Closed: the circuit works normally. Requests pass through to the service. If failures accumulate, the circuit opens.

Open: the circuit is broken. Requests don’t reach the service; an error or fallback is returned immediately. This protects the failing service and prevents the caller from wasting resources waiting.

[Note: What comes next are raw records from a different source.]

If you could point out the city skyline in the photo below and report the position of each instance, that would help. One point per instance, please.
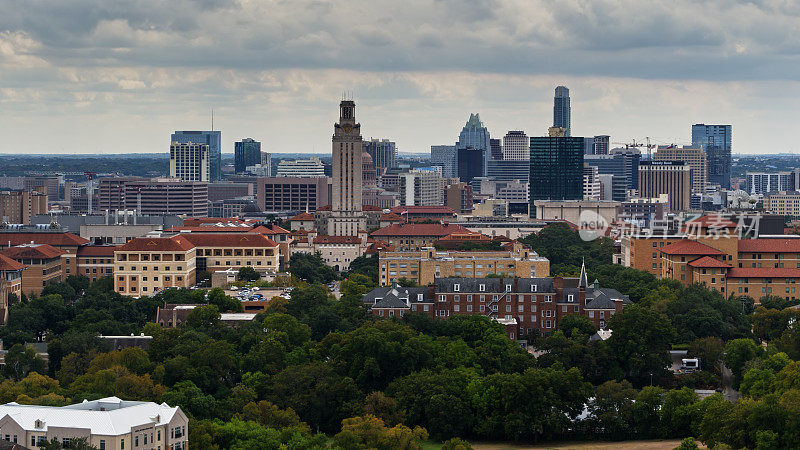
(78, 77)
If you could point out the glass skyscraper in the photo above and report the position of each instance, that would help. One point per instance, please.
(561, 110)
(246, 153)
(716, 142)
(556, 169)
(211, 138)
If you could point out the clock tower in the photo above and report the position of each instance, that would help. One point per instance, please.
(347, 217)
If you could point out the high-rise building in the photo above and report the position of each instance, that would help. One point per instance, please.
(189, 161)
(561, 110)
(716, 142)
(476, 136)
(311, 167)
(694, 156)
(347, 217)
(445, 156)
(471, 163)
(556, 168)
(516, 146)
(673, 178)
(246, 152)
(213, 139)
(383, 153)
(761, 182)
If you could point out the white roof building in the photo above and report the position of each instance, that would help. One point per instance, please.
(108, 424)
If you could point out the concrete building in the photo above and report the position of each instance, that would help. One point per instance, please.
(516, 146)
(189, 162)
(156, 196)
(694, 156)
(144, 266)
(673, 178)
(421, 187)
(20, 206)
(213, 139)
(347, 217)
(108, 423)
(246, 152)
(445, 156)
(424, 266)
(301, 168)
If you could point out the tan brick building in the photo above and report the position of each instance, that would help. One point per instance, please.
(425, 265)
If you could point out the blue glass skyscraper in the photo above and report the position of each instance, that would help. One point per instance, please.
(211, 138)
(561, 110)
(716, 142)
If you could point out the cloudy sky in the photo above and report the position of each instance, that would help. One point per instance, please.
(100, 76)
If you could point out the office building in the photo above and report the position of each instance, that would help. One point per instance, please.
(516, 146)
(189, 161)
(18, 207)
(673, 178)
(213, 139)
(556, 168)
(471, 163)
(107, 423)
(510, 170)
(445, 157)
(293, 194)
(694, 156)
(591, 183)
(716, 142)
(761, 183)
(246, 152)
(156, 196)
(383, 153)
(420, 187)
(561, 110)
(347, 217)
(301, 168)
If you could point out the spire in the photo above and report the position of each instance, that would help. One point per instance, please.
(584, 282)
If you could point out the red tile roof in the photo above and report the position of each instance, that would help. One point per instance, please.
(707, 261)
(8, 265)
(763, 272)
(302, 217)
(58, 239)
(689, 247)
(250, 240)
(419, 229)
(337, 240)
(96, 250)
(170, 244)
(769, 245)
(37, 251)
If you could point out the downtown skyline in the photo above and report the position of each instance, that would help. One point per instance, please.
(85, 78)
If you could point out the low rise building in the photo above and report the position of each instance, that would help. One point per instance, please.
(107, 423)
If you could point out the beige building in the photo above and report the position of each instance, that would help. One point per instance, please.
(673, 178)
(20, 206)
(108, 423)
(347, 217)
(425, 265)
(783, 203)
(143, 266)
(694, 156)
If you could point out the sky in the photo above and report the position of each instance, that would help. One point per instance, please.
(99, 76)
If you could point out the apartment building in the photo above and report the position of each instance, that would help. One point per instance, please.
(218, 251)
(523, 305)
(424, 266)
(44, 265)
(143, 266)
(107, 424)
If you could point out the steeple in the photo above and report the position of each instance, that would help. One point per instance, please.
(584, 281)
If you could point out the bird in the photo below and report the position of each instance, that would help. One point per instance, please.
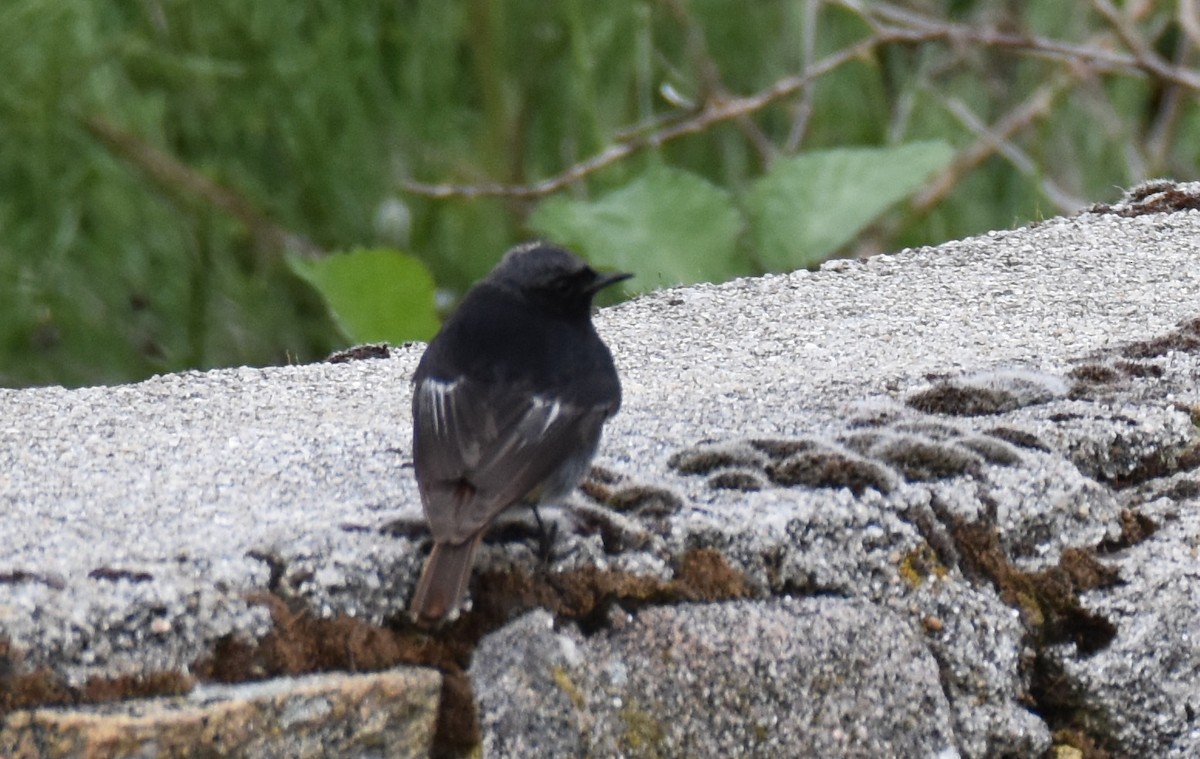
(509, 402)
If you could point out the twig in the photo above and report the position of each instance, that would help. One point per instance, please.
(879, 15)
(988, 143)
(181, 179)
(1063, 201)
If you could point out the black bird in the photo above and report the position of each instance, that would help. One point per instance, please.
(509, 401)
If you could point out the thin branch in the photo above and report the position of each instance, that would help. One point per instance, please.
(713, 85)
(988, 143)
(879, 15)
(804, 105)
(1063, 201)
(184, 180)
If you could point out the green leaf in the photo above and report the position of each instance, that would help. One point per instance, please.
(667, 227)
(808, 207)
(375, 296)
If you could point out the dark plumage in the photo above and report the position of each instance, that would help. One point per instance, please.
(509, 402)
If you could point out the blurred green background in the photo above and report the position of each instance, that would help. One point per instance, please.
(197, 185)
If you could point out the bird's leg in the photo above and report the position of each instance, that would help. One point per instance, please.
(545, 537)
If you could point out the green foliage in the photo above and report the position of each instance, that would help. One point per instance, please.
(159, 161)
(376, 296)
(667, 226)
(805, 208)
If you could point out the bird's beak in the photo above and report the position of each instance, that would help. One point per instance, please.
(605, 280)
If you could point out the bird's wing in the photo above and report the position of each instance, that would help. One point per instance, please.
(480, 448)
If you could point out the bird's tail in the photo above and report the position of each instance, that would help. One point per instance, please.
(443, 580)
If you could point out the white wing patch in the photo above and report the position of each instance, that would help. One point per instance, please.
(436, 399)
(539, 405)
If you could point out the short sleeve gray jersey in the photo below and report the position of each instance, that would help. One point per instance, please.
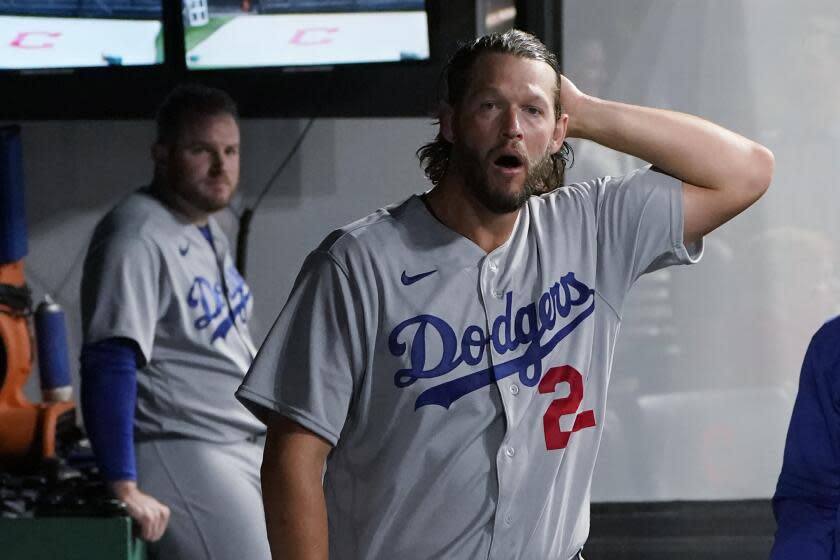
(152, 277)
(465, 391)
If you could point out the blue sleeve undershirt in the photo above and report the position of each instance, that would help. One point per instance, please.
(108, 398)
(807, 498)
(109, 395)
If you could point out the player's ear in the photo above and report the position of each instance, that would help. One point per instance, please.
(561, 126)
(447, 118)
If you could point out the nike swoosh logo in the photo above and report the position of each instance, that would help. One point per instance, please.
(409, 280)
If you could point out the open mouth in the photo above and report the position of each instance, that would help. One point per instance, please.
(508, 161)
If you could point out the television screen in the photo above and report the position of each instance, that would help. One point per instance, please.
(264, 33)
(53, 34)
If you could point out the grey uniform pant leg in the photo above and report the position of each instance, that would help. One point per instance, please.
(213, 492)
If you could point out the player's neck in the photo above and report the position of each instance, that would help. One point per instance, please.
(179, 204)
(454, 207)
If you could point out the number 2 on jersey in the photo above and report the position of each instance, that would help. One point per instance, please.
(556, 438)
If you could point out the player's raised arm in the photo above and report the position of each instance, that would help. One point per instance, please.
(293, 494)
(722, 172)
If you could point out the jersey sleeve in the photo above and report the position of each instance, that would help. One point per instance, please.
(309, 365)
(807, 495)
(640, 229)
(121, 291)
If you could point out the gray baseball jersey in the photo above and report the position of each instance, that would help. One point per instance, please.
(152, 277)
(465, 391)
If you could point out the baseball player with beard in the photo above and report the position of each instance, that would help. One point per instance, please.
(447, 358)
(166, 343)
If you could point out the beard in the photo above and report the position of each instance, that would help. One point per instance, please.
(468, 164)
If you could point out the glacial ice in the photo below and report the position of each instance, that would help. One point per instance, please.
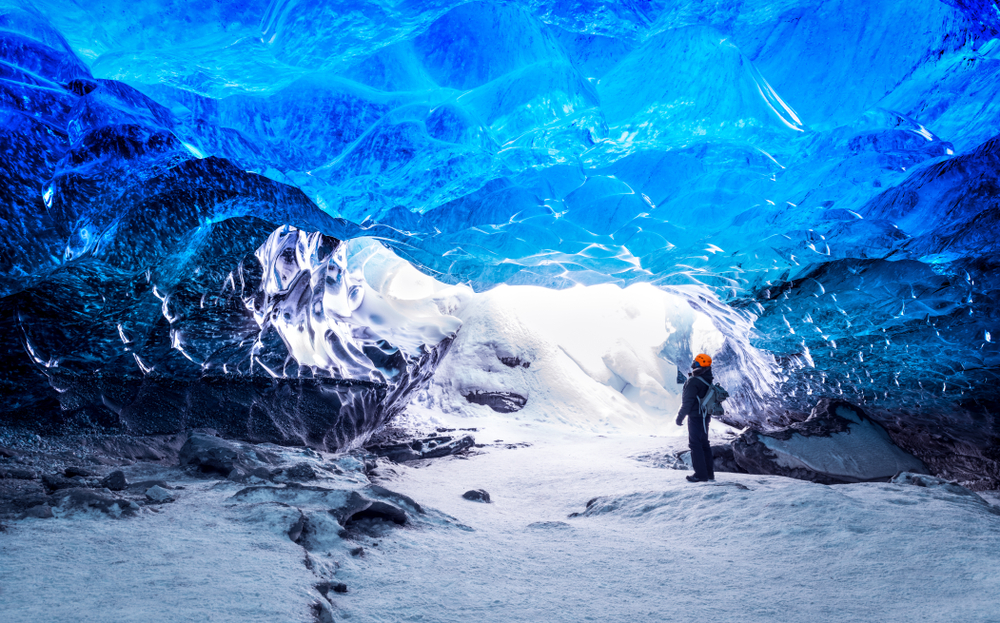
(817, 179)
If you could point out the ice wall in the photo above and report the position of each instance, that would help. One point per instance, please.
(822, 175)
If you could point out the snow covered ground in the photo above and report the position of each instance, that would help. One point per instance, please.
(651, 547)
(656, 548)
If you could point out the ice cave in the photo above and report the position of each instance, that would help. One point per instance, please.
(383, 310)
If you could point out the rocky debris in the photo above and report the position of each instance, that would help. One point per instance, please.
(295, 532)
(837, 443)
(477, 495)
(326, 587)
(426, 448)
(549, 525)
(300, 471)
(211, 454)
(158, 495)
(88, 499)
(322, 612)
(17, 473)
(359, 507)
(514, 362)
(73, 472)
(42, 511)
(261, 472)
(115, 481)
(501, 402)
(142, 485)
(55, 482)
(944, 486)
(725, 459)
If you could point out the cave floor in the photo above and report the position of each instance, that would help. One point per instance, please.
(651, 547)
(657, 548)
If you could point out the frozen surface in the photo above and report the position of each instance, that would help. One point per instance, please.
(198, 558)
(646, 546)
(817, 177)
(654, 547)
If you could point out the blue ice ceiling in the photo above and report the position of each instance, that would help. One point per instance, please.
(827, 167)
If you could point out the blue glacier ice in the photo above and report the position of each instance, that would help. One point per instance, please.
(180, 180)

Half-Open: after a while, the circuit lets a test request through. If it succeeds, the circuit closes. If it fails, it opens again.

A concrete example

The BFF calls the catalog microservice. If 5 of the last 10 requests failed:

  1. The circuit breaker opens
  2. For 30 seconds, all requests to the catalog receive a fallback (cached data)
  3. After 30 seconds, a test request is allowed through
  4. If it works, the circuit closes and normal traffic resumes

Typical configuration

ParameterTypical value
Failure threshold50% over a window of 10 requests
Time in Open state30 seconds
Test requests in Half-Open1

Fallback in action

When an operation fails (due to a timeout, an open circuit breaker, or an error), the fallback provides an alternative:

ServiceFallback
CatalogReturn cached data (even if stale)
RecommendationsReturn generic popular products
User profileReturn basic data from the JWT token
NotificationsQueue for later delivery
AnalyticsDrop the event (not critical)

Degradation levels

Not all failures require the same response. You can define levels:

  1. Minimal degradation: slightly stale data (5-minute cache)
  2. Moderate degradation: reduced functionality (catalog without advanced filters)
  3. Severe degradation: minimal functionality (read-only, no write operations)
  4. Unavailability: maintenance page

Combining patterns

In practice, these patterns are combined:

BFF → [Timeout: 3s] → [Retry: 3 intentos con backoff] → [Circuit Breaker] → ms-catalog
                                                                    ↓ (si abierto)
                                                              [Fallback: caché]
  1. The BFF makes a request with a 3-second timeout
  2. If it times out, it retries up to 3 times with exponential backoff
  3. If the retries fail, the circuit breaker opens
  4. With the circuit open, subsequent requests receive the fallback directly

Observability of resilience

Each pattern should produce metrics and logs:

  • Timeouts: how many, on which service, duration
  • Retries: how many retries, success rate at each attempt
  • Circuit Breaker: state transitions, time in each state
  • Fallbacks: how many times it was triggered, what type of fallback

These metrics make it possible to detect problems before they turn into serious incidents.

Summary

Resilience isn’t a component you bolt on at the end. It’s a property of the system that’s designed into every flow. Timeout prevents infinite waits, retry handles transient failures, circuit breaker protects saturated services, and fallback maintains degraded functionality. Combined, they let the system keep working even when parts of it fail.